Il sogno dell’Europa

Pubblicato il 16 Febbraio 2012 in , da redazione grey-panthers

Un australiano, un americano, una tedesca e un italiano (anzi due). Ieri all’ISPI, nel quadro di un progetto del 7° Programma quadro per la ricerca, si è parlato dell’UE come attore globale, ovvero del ruolo dell’Unione nel mondo. Non è stata una barzelletta, ma un’analisi approfondita delle ragioni e dei limiti della presenza europea sullo scenario internazionale, che ha – ovviamente, dati i tempi – trattato anche i temi della crisi economica e finanziaria, nonostante il titolo dell’evento fosse “Not only money – the EU as a global player“, a sottolineare la dimensione politica della questione.

Al termine, l’impressione, che prescinde dalla qualità degli interventi ed è quindi superficiale, è un po’ sempre quella – diciamolo. Quasi tutti hanno buoni argomenti per spiegare le ragioni e le cause, di molte cose: ieri, dell’Europa, della crisi, della globalizzazione, e via dicendo. Tutti (senza quasi) hanno buoni argomenti per spiegare i limiti delle cose: l’UE non svolge ancora appieno il suo ruolo sullo scenario internazionale, per limiti suoi, perché lo scenario è cambiato, per la mancanza di volontà politica degli Stati membri, e via dicendo anche qui.

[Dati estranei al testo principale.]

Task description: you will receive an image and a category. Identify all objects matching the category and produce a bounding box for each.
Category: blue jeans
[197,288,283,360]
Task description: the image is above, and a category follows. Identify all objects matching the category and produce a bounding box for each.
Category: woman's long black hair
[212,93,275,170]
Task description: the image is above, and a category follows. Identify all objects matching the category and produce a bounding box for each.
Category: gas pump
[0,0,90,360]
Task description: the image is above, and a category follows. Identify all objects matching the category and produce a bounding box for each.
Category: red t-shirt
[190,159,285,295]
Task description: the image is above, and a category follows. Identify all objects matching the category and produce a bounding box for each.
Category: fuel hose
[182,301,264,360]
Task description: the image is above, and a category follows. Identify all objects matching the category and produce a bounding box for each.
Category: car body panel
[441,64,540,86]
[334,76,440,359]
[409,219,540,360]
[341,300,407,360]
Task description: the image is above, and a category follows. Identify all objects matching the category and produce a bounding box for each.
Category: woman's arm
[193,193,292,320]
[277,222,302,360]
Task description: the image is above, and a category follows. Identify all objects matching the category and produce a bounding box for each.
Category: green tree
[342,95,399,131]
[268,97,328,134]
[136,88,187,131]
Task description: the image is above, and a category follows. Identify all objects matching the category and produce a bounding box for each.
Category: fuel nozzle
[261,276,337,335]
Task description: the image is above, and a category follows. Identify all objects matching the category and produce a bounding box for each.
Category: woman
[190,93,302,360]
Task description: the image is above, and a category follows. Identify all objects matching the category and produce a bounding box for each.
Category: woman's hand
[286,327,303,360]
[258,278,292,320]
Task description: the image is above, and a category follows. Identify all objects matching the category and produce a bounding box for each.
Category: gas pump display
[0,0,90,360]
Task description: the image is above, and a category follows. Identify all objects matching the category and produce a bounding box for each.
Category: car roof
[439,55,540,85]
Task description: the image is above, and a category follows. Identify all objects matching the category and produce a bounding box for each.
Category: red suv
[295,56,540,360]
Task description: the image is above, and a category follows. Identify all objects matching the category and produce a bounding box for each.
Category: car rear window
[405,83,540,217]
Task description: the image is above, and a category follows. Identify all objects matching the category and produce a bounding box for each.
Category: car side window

Credo che quando si parla a una platea composta prevalentemente di giovani, preparati e inclini a riflettere sulle questioni internazionali, si abbia anche un altro dovere, oltre a quello dell’analisi: quello dell’entusiasmo. Trasmettere un messaggio che li aiuti a credere nell’Europa. Dire che è necessario un ruolo più forte dell’Europa sullo scenario mondiale, e che ad esso non c’è alternativa, pena un inevitabile e doloroso declino di tutti i suoi Stati, troppo piccoli e ininfluenti da soli. E via dicendo. A costo di sembrare meno accademici e più sognatori.